With a more than fair agreement, it follows that the two sets of observers also would agree on some of the ecological challenges that the Danish bird populations are facing. The DOF records presented in Fig. 3 show that rare species with limited range have declining populations, while more commonly occurring birds often have increasing populations. This development will lead to “homogenization of the bird community” (Clavero & Brotons, 2010; Devictor et al., 2008), which over time reduces the bird diversity. We suspect that Danish birds are affected by agricultural activities that promote habitat homogenization and landscape fragmentation (Endenburg et al., 2019). Importantly, the GT data support the same deduction.

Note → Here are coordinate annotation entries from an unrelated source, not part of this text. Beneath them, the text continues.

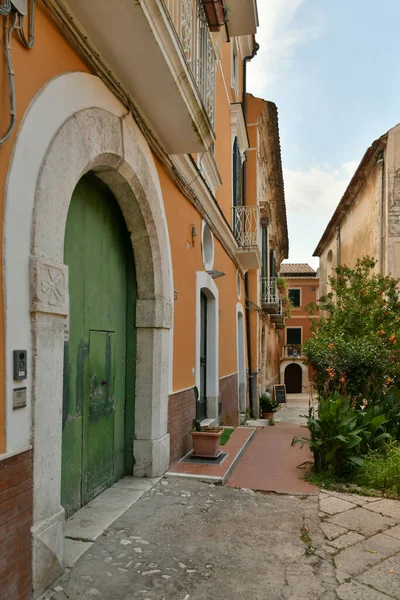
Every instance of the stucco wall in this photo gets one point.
(358, 231)
(391, 249)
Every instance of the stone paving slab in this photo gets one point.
(332, 505)
(88, 523)
(366, 554)
(363, 521)
(353, 498)
(356, 591)
(348, 539)
(188, 540)
(385, 577)
(332, 531)
(389, 508)
(394, 532)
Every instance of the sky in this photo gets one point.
(333, 69)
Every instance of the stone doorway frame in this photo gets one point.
(305, 382)
(75, 125)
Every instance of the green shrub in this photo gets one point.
(381, 469)
(335, 436)
(356, 344)
(340, 434)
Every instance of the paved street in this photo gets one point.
(189, 540)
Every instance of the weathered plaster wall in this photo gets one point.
(187, 261)
(392, 204)
(358, 231)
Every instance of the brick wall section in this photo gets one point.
(181, 412)
(16, 497)
(228, 392)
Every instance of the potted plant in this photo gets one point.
(206, 440)
(268, 406)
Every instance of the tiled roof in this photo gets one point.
(299, 269)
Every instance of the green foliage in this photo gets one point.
(354, 348)
(335, 436)
(381, 469)
(341, 434)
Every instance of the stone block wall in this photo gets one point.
(228, 393)
(181, 412)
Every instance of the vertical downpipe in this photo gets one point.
(381, 163)
(252, 376)
(338, 248)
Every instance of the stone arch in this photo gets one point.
(206, 285)
(75, 125)
(304, 368)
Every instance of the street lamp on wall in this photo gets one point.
(215, 274)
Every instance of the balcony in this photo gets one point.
(247, 232)
(162, 54)
(270, 295)
(292, 351)
(279, 317)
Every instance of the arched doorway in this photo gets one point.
(293, 379)
(89, 131)
(99, 357)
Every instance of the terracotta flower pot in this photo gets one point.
(206, 443)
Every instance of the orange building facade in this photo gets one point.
(135, 183)
(303, 289)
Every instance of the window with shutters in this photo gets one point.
(295, 296)
(272, 263)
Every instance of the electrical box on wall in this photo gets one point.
(20, 5)
(20, 369)
(19, 398)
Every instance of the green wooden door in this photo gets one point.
(99, 357)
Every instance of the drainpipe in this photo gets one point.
(252, 376)
(381, 163)
(338, 247)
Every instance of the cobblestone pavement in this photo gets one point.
(188, 540)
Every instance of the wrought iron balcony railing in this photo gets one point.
(269, 291)
(246, 226)
(191, 27)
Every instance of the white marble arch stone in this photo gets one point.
(75, 125)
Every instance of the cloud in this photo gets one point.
(279, 34)
(317, 190)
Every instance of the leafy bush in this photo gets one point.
(355, 347)
(340, 434)
(381, 469)
(335, 436)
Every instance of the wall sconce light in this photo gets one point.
(215, 274)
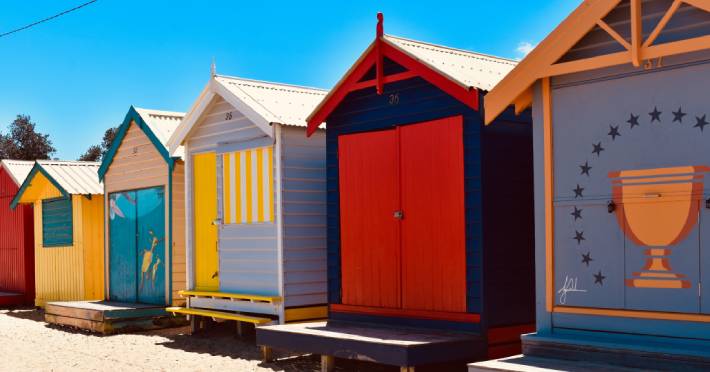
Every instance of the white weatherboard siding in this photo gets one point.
(304, 217)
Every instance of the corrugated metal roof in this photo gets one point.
(468, 68)
(163, 124)
(76, 177)
(277, 103)
(17, 169)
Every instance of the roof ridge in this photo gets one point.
(490, 57)
(160, 112)
(303, 87)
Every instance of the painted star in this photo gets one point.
(597, 149)
(587, 258)
(585, 168)
(599, 278)
(578, 192)
(577, 213)
(678, 115)
(633, 120)
(579, 236)
(701, 122)
(614, 132)
(655, 115)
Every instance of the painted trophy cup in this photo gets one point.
(658, 208)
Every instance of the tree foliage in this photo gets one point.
(23, 142)
(97, 152)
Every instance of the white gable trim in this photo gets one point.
(188, 122)
(213, 89)
(241, 106)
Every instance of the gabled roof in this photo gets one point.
(543, 60)
(17, 169)
(264, 103)
(460, 73)
(69, 177)
(470, 69)
(157, 125)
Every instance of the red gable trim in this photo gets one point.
(382, 48)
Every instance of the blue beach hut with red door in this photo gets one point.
(429, 212)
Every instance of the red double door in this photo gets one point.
(402, 218)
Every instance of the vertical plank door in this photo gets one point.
(151, 246)
(123, 262)
(433, 226)
(204, 201)
(369, 196)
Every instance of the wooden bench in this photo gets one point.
(231, 296)
(219, 315)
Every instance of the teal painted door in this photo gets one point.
(151, 246)
(137, 246)
(122, 248)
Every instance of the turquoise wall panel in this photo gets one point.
(57, 228)
(123, 261)
(151, 245)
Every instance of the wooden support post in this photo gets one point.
(193, 324)
(327, 363)
(240, 329)
(267, 354)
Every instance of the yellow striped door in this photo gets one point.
(248, 186)
(205, 213)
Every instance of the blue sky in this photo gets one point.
(79, 74)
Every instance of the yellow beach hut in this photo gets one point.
(69, 231)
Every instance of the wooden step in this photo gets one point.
(231, 296)
(219, 315)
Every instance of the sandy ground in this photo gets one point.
(27, 343)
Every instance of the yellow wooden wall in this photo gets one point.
(137, 165)
(74, 272)
(179, 261)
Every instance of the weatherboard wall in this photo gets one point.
(137, 164)
(75, 272)
(303, 176)
(16, 242)
(249, 257)
(604, 119)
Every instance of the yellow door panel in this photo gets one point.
(205, 214)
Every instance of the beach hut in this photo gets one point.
(17, 284)
(255, 201)
(429, 212)
(68, 233)
(619, 96)
(144, 211)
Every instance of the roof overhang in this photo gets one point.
(374, 56)
(37, 172)
(215, 88)
(133, 117)
(542, 62)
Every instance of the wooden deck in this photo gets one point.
(110, 317)
(12, 299)
(602, 352)
(375, 343)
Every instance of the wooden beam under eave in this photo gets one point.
(636, 32)
(523, 101)
(662, 23)
(700, 4)
(551, 49)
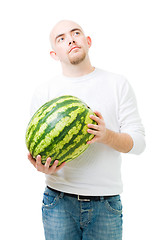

Towards an early warning monitoring system

Online search frequencies may have a stronger positive correlation with population trends for birds than it does for other groups of organisms (Mittermeier et al., 2021) because our affinity to birds exceeds that of other animals. Yet, the high agreement between DOF volunteers and the Danish population will qualify the notion that the Danes provide credible information on trends in other animal populations as well. Thus, GT data could serve as a source of information on species that are not yet monitored by scientists, the government, or NGOs (Danielsen et al., 2009, Fig. 1). Such monitoring will like other types of monitoring permit us to detect changes in activity patterns for groups of invertebrates with widely different temperature sensitivities. But more importantly, it will allow for structured monitoring of relationships between organisms. Thus, the scope of the GT data allows us to combine “big data” with ecological knowledge (Jarić et al., 2020), and produce a wide array of early warning indices. We could, for instance, monitor the stability of the seasonal activity periods for invertebrates such as aphids, thrips, and crane flies, and inspect whether the peak in thrips remains between the peak of aphids and crane flies (Figures. 5 and 6). We could also incorporate information on plants because flowering plants attract more attention, which leads to seasonally varying frequencies (Fig. 6). In exploiting these indices, we can widen the scope and assess the specific relationship between certain plants and pollinators such as bumblebees and clover (Fig. 6). The two examples (Figs. 5 and 6) illustrate that we can translate environmental change into biological metrics and consider interspecies relationships such as the varying correspondence between flowering plants and their pollinators.

Fig. 5
figure 5

GT time series covering 2019 to 2022 (smoothed by 3-week running mean) for three different insects with distinct seasonal occurrence: aphids (Danish: bladlus), thrips (Danish: tordenfluer), and crane flies (Danish: stankelben). A disruption of the seasonal sequence would suggest an uneven change in temperatures in the micro-habitats they inhabit

Fig. 6
figure 6

(A) GT time series covering 2019 to 2022 (smoothed by 3-week running mean) for bumblebee (Danish: humlebier) and clover (Danish: kløver). (B) Bumblebees vs Clover for week 1 to 35 i.e., until the bumblebee ceases to be active in late August

Acceptable credibility combined with unrivaled scope suggests that GT-based monitoring and other big data platforms (Johnson et al., 2023) by their versatility have significant potential for early warning monitoring of biodiversity. In our view, such a system would be analog to the tsunami-warning system in the Pacific Ocean—i.e., thousands of individual buoys, which permit us to measure subtle but widespread declines among multiple taxa that will pose a threat to biodiversity and ecological function. It is also conceivable that we can monitor “systematic perturbations” which precede species decline. GT can deliver the required data coverage, but it will take specialists to sieve through the data records and identify appropriate “buoys” that are capable of delivering reliable information.

Conclusion

We find that the search frequencies provided by the Danes correspond well with the bird population trends observed by DOF, and we propose that the Danes have a similar ability for other types of animals. Early warning of biodiversity decline due to, e.g., climate change will likely be reflected in the GT records provided by the Danish population.